THE Growth Commission, having not considered whether an independent Scotland should be in the EU, does not consider in any detail whether Scotland could or should be in the euro. The report simply states – in response to a question they themselves pose: “Will an independent Scotland adopt the euro?” – that “Scotland would retain sterling”. That seems to be a “no” until the next paragraph, where it emphasises Denmark having a derogation on joining the euro before stating: “Scotland would join the euro only if and when such a decision is in the best interests of both Scotland and the EU, and the relevant criteria of the Maastricht Treaty were met.” So Scotland might be in the EU or it might not, and it might join the euro or it might not.

This is surely a missed opportunity to discuss some key challenges for an independent Scotland. What would be the pros and cons of joining the euro – given the detailed analysis the Growth Commission does provide of the desirable objectives of monetary policy and strategy? It is also a missed opportunity to face up to the tough fact that there is little likelihood of an independent Scotland being able to get a derogation as Denmark did back in the 1990s. It might, as the Growth Commission hints at, be able to do what Sweden has done – not get a derogation but nonetheless simply not join indefinitely. But an independent Scotland joining the EU would have to commit in principle to eventually joining the euro, which needs to be acknowledged in the debate. And again not having its own currency would make such a commitment a little tricky (even if the aim was, like Sweden, to postpone joining indefinitely).

The Growth Commission does set six criteria, for future use, when deciding whether an independent Scotland should ditch the pound and create its own currency – including in these criteria: “Would the new arrangement better reflect Scotland’s new and developing trading or investment patterns?”. It would be good to consider whether a Scottish currency or joining the euro was the best answer to that. If an independent Scotland did aim to join the EU, would it and should it aim to be like Sweden and Denmark (outside the euro) or like Finland, Ireland, Austria, the Netherland and Belgium (inside the euro – and all in the Commission’s group of 12 countries)? But while the European and EU level is so ghostly in its presence in the report, these crucial questions are not put, let alone answered.

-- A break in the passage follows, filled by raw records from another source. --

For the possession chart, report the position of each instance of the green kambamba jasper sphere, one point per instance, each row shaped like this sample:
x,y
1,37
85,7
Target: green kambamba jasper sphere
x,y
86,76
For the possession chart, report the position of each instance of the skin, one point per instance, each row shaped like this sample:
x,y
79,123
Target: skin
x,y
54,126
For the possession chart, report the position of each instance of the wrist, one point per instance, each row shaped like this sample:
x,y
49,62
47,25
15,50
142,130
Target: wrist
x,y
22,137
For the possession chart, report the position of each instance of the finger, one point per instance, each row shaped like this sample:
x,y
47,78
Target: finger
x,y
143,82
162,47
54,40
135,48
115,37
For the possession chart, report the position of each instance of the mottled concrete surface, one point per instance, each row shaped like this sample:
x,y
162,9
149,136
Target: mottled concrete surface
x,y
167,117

Scotland, the EU and Brexit

THE UK is currently, chaotically, heading towards a hard Brexit – but uncertainty reigns. Will Theresa May manage to get to an agreed Withdrawal Agreement – which implies an effective backstop solution for the Irish border? Will any agreement pass this autumn at Westminster – and if not, what then? Might the UK stay in the customs union (still a hard Brexit but less damaging than a Canada-style free trade agreement)? These questions and more are fundamental – for Scotland and for the whole UK.

The Growth Commission rightly, and repeatedly, emphasises the damage Brexit will do to trade and growth. But in setting out future options for Scotland, it sidesteps Scotland’s European choices. In doing so, it mostly leaves the EU or EEA level of policy-making out of its wide-ranging policy discussion – a huge and strange gap. And it sidesteps, in many ways, the damage Brexit will do even to an independent Scotland. Irish Government estimates suggest the Irish economy will be hit almost as hard as the UK economy by a hard Brexit. How and in what ways independence might protect Scotland from some of Brexit’s impacts – but not all – and how it will create barriers and a border between Scotland and the rest of the UK are very tough and key questions that are just not faced up to. If Brexit does go ahead, then the policy debate around independence really will be different to 2014 – and in many ways much harder. What the independence debate can’t do is leave the European question out of the discussion.